2015. május 27., szerda

Schedulers (part 1)

Introduction

Schedulers are the key to asynchronous and concurrent computations in RxJava. Although many standard schedulers exist and you can wrap an Executor into a scheduler, it is worth understanding how schedulers can be built from scratch in order to utilize other forms of concurrency sources, such as GUI event loops of frameworks.


The Scheduler API

If you are familiar with Rx.NET's IScheduler API, you can discover that RxJava's Scheduler API is a bit different. This difference comes from how each library tried to solve the recursive scheduling problem. Rx.NET chose to inject the actual scheduler into the action being scheduled.

RxJava chose to mirror how Iterable/Iterator pattern is established and came up with the pair of Scheduler/Worker. RxJava's scheduler doesn't do any scheduling but allows the creation of a Worker, which allows scheduling directly and recursively and is safe to close-over in the submitted action if necessary. In addition, the Worker itself is a Subscription and can be unsubscribed which triggers a mass-unsubscription and prevents any further tasks getting scheduled (best effort I might add). This comes in handy when the scheduling is used in operators (for example, buffer with time) and the downstream unsubscribes the whole chain, cancelling the periodic buffer-emission task once and for all.

The Scheduler/Worker API has to meet some requirements:

  1. All methods should be thread-safe.
  2. Workers should make sure undelayed, sequentially scheduled tasks execute in FIFO order.
  3. Workers must make best effort to cancel outstanding tasks when unsubscribed.
  4. Unsubscription of a Worker should not affect other Worker instances of the same Scheduler.

These requirements may seem harsh, but allows reasoning about a dataflow's concurrency much easier, similar to how the sequential requirement of the Observer methods allows the same reasoning.

In addition to the requirements, there are a few nice-to-have properties associated with the API:

  1. Tasks scheduled on a Worker should try to avoid hopping threads. (Thread locality improves performance.)
  2. Delayed tasks scheduled sequentially and with the same delay amount should keep their FIFO order (with concurrent scheduling, the ordering bets are off).
With all these requirements, a conservative implementation is likely to use a single-threaded thread pool backing each individual worker and this is how the standard RxJava schedulers are implemented: the underlying ScheduledExecutorService gives all of these guarantees.
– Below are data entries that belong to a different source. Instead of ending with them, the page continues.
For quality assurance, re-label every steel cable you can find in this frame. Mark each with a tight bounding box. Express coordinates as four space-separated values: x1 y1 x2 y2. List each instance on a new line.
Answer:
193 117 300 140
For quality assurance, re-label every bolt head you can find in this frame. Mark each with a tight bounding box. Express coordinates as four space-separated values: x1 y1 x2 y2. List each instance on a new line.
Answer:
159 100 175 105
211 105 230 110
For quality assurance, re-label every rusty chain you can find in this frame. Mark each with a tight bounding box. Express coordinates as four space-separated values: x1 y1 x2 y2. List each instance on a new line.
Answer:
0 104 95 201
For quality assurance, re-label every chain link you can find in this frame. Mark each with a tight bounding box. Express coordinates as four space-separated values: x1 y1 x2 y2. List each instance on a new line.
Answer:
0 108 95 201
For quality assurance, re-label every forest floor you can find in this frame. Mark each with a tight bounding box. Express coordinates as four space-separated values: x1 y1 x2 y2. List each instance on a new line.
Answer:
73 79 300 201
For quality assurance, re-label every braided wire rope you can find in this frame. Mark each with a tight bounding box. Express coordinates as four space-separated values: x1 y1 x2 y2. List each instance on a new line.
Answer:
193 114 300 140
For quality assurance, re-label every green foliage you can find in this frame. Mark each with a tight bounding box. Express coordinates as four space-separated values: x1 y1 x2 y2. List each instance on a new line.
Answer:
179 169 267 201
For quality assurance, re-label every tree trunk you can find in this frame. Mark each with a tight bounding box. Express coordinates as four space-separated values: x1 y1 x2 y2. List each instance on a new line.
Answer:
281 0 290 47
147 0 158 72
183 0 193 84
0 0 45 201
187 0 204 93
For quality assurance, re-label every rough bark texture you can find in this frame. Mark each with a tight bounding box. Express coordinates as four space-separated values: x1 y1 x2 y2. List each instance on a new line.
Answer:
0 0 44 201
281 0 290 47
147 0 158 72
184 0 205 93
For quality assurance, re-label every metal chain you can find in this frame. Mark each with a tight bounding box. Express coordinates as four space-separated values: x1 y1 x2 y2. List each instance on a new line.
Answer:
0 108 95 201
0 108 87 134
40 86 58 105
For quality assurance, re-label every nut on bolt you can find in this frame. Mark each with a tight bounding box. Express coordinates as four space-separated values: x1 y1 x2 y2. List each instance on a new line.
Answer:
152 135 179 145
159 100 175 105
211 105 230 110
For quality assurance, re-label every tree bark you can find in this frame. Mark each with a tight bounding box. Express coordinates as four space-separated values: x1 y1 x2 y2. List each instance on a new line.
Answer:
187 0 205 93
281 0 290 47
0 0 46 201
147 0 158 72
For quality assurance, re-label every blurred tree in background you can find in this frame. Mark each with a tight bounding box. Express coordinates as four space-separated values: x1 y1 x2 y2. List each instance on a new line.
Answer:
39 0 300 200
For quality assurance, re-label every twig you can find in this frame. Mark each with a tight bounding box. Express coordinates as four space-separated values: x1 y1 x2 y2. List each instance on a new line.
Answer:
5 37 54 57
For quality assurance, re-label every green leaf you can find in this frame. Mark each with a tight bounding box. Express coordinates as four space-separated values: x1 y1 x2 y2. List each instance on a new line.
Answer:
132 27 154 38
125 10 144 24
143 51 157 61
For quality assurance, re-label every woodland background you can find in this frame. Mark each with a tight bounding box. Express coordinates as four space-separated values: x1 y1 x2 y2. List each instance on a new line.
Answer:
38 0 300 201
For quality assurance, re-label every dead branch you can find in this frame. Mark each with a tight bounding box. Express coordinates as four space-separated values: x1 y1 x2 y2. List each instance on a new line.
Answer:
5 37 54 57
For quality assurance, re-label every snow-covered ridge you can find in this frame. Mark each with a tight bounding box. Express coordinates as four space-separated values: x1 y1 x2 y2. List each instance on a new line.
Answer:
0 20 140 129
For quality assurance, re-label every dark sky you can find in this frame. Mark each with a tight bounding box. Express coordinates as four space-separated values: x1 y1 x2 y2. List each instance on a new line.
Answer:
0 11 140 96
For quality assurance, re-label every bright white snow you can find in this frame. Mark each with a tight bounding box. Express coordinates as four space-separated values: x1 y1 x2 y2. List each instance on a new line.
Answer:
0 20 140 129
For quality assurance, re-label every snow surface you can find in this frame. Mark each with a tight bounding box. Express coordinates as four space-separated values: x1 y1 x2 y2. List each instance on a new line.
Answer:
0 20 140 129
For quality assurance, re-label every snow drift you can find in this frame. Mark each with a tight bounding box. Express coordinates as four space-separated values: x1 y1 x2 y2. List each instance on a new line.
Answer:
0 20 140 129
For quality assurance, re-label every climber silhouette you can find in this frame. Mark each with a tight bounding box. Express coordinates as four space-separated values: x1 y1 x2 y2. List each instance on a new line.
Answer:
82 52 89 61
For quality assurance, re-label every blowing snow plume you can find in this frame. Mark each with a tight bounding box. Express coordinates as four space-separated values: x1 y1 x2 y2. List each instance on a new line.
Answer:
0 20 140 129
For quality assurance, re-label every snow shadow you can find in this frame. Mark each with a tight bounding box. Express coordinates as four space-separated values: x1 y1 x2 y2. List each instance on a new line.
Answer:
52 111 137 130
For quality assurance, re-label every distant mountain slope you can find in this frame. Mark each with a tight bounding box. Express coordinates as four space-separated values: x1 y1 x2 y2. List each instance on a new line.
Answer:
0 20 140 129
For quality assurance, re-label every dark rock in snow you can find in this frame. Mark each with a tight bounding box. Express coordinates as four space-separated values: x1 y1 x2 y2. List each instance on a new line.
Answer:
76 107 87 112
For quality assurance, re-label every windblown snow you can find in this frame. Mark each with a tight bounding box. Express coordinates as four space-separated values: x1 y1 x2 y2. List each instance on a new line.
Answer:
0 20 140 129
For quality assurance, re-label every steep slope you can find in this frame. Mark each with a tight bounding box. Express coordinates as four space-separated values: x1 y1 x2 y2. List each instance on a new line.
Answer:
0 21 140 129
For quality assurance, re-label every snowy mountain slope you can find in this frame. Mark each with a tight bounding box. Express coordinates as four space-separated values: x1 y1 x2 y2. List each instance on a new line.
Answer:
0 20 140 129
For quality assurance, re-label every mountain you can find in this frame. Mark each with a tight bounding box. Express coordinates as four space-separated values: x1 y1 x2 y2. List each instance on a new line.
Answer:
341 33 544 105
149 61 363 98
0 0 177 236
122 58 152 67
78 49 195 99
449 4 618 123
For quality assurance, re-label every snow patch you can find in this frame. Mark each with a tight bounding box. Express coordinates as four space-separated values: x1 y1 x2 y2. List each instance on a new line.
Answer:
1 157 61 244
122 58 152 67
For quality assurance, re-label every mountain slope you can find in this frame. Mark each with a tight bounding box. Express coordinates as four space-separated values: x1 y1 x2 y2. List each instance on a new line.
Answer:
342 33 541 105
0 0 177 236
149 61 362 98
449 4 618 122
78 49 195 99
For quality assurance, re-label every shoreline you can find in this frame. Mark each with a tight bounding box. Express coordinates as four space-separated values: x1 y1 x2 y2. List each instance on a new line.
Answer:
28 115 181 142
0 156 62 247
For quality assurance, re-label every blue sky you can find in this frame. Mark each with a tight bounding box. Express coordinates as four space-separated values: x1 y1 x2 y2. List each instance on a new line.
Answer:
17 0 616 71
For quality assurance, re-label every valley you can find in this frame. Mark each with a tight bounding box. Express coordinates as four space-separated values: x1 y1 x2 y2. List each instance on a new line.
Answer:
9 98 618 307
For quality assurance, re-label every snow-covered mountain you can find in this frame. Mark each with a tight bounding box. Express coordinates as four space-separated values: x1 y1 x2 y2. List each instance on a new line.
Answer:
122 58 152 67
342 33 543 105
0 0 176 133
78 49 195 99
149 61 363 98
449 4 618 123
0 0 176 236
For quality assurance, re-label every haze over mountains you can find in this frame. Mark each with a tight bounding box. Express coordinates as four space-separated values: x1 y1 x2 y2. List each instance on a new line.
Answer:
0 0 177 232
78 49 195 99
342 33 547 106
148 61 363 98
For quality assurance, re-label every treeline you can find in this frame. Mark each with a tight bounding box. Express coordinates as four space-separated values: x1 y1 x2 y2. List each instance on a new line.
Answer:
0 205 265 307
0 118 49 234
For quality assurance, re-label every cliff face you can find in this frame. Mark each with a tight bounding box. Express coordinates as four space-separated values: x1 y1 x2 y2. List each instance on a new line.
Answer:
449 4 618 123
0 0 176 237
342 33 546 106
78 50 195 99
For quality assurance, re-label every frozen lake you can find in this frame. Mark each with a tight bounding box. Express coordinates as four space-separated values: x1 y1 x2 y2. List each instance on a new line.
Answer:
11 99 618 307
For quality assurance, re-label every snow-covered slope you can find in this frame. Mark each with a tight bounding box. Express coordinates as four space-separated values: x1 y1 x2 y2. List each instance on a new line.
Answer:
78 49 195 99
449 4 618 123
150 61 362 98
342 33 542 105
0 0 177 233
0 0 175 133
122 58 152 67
Implementing a custom Scheduler

Let's assume we need to write a custom scheduler with the following properties: (1) it should only have a single worker thread and (2) a thread-local context value needs to be 'transferred over' and made available to the executing task via the same thread-local access mechanism.
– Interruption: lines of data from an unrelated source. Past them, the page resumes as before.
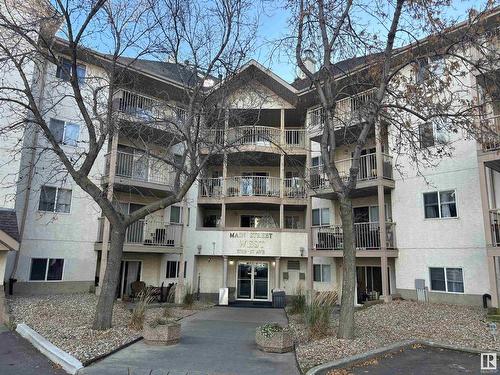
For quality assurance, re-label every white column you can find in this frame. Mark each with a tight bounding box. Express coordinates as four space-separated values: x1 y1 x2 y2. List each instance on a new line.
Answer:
375 121 391 302
274 257 280 289
222 255 227 288
96 134 118 295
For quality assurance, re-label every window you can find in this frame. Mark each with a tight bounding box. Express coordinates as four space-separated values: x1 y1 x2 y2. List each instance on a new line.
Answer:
313 264 331 283
203 215 220 228
30 258 64 281
424 190 457 219
418 120 449 149
56 57 87 84
418 122 434 148
285 215 302 229
429 267 464 293
38 186 71 213
165 260 187 279
49 118 80 146
170 206 181 224
312 208 330 226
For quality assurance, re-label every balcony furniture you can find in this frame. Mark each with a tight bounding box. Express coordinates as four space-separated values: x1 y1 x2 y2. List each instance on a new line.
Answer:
130 281 146 298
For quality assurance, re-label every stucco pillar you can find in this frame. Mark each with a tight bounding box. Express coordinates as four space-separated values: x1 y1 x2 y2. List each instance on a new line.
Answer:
375 121 391 302
488 256 498 307
220 153 227 228
96 134 118 295
222 255 227 288
274 257 280 289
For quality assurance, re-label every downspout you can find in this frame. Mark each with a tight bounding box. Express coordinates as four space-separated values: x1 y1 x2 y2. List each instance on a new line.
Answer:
9 59 48 295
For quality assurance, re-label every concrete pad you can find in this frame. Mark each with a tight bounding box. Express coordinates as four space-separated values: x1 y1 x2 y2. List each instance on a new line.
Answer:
79 307 299 375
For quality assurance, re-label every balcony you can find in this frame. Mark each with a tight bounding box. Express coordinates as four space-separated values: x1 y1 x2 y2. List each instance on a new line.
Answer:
96 215 183 253
310 154 393 194
199 176 307 203
311 222 396 251
480 115 500 152
105 151 175 195
208 126 306 151
113 90 186 130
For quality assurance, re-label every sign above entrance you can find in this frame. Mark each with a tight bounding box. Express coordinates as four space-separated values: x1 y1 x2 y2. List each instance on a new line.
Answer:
224 231 281 256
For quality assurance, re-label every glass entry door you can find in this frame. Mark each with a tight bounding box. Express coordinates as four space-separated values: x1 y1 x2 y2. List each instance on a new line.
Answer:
236 262 269 300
Clearly, if we'd have only (1) as the property, one could just wrap a single-threaded executor with Schedulers.from(), but property (2) requires some additional work to be performed when a task is prepared and executed.
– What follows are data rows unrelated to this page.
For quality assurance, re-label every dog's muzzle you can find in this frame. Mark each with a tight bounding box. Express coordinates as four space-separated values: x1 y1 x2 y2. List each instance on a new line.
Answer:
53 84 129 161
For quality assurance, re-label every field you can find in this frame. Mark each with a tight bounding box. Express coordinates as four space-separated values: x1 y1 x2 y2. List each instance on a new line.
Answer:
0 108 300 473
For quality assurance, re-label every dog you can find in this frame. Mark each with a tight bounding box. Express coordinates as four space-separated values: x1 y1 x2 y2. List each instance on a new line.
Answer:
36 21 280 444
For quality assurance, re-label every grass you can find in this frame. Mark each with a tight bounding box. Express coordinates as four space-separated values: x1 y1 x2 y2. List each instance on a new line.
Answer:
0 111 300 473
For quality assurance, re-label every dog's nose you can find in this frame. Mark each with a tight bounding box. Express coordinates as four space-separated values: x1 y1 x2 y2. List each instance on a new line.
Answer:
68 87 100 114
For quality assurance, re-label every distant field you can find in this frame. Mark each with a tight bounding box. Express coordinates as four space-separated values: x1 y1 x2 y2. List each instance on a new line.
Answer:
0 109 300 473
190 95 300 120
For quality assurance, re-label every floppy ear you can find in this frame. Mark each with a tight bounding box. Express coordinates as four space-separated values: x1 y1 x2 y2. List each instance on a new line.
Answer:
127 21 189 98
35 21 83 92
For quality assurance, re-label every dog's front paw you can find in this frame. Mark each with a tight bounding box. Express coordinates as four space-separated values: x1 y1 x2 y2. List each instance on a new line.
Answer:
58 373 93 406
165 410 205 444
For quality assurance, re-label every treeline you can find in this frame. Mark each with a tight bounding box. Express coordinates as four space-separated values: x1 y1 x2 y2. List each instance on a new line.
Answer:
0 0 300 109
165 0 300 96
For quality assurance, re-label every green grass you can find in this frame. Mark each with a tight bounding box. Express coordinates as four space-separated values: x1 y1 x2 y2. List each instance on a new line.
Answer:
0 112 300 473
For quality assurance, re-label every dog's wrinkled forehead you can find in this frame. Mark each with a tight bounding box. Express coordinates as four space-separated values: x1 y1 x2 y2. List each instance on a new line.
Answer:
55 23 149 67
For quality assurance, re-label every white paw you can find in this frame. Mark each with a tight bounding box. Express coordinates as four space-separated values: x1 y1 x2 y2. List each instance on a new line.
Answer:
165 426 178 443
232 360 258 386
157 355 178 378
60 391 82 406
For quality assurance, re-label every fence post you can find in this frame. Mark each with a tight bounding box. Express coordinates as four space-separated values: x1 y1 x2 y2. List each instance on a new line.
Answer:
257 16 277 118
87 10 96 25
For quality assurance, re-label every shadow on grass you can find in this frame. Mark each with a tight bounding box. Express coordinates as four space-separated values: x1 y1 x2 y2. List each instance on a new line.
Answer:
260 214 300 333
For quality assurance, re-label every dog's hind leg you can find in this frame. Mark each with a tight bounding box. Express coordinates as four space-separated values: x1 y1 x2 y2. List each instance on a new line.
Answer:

In order to accomplish the requirements, we may reuse some of RxJava's own scheduler primitives: namely ScheduledAction and NewThreadWorker. (Note however, that these are internal classes and are subject to changes without warnings. Here, I'm using them to reduce the clutter and allow me to concentrate on the important parts of creating the scheduler.)

As usual, we start with the class skeleton:


public final class ContextAwareScheduler 
extends Scheduler {
    
    public static final ContextAwareScheduler INSTANCE = 
            new ContextAwareScheduler();                       // (1)
    
    final NewThreadWorker worker;
    
    private ContextAwareScheduler() {
        this.worker = new NewThreadWorker(
                new RxThreadFactory("ContextAwareScheduler")); // (2)
    }
    @Override
    public Worker createWorker() {
        return new ContextAwareWorker(worker);                 // (3)
    }
    
    static final class ContextAwareWorker extends Worker {

        final CompositeSubscription tracking;                  // (4)
        final NewThreadWorker worker;

        public ContextAwareWorker(NewThreadWorker worker) {
            this.worker = worker;
            this.tracking = new CompositeSubscription();
        }
        @Override
        public Subscription schedule(Action0 action) {
            // implement
        }
        @Override
        public Subscription schedule(Action0 action, 
                long delayTime, TimeUnit unit) {
            // implement
        }
        @Override
        public boolean isUnsubscribed() {
            return tracking.isUnsubscribed();                  // (5)
        }
        @Override
        public void unsubscribe() {
            tracking.unsubscribe();
        }
    }
}

Our ContextAwareScheduler skeleton may look scary, but it consists of straightforward components:

  1. Since we want a single global thread, we can't allow multiple instances of the Scheduler to exist and thus we use a static instance variable for it.
  2. The scheduler will delegate most of its work to a single underlying worker. We reuse the NewThreadWorker class and the RxThreadFactory to get a single daemon-thread backed worker instance.
  3. Instead of handing out the single worker, we need to 'split' it among usages to conform to requirement #4. Otherwise, if the worker is unsubscribed, everyone's worker is now unsubscribed and useless from then on.
  4. We still need to make sure requirement #3 is met, therefore, we need to track tasks submitted to each particular worker.
  5. The tracking structure also gives the means to check for and issue unsubscriptions.
Next, we need the aforementioned thread-local context:

public final class ContextManager {
    static final ThreadLocal<Object> ctx = new ThreadLocal<>();
    
    private ContextManager() {
        throw new IllegalStateException();
    }
    
    public static Object get() {
        return ctx.get();
    }
    public static void set(Object context) {
        ctx.set(context);
    }
}

The ContextManager just wraps around a static ThreadLocal instance. In practice, you'd want to replace the Object with some meaningful type.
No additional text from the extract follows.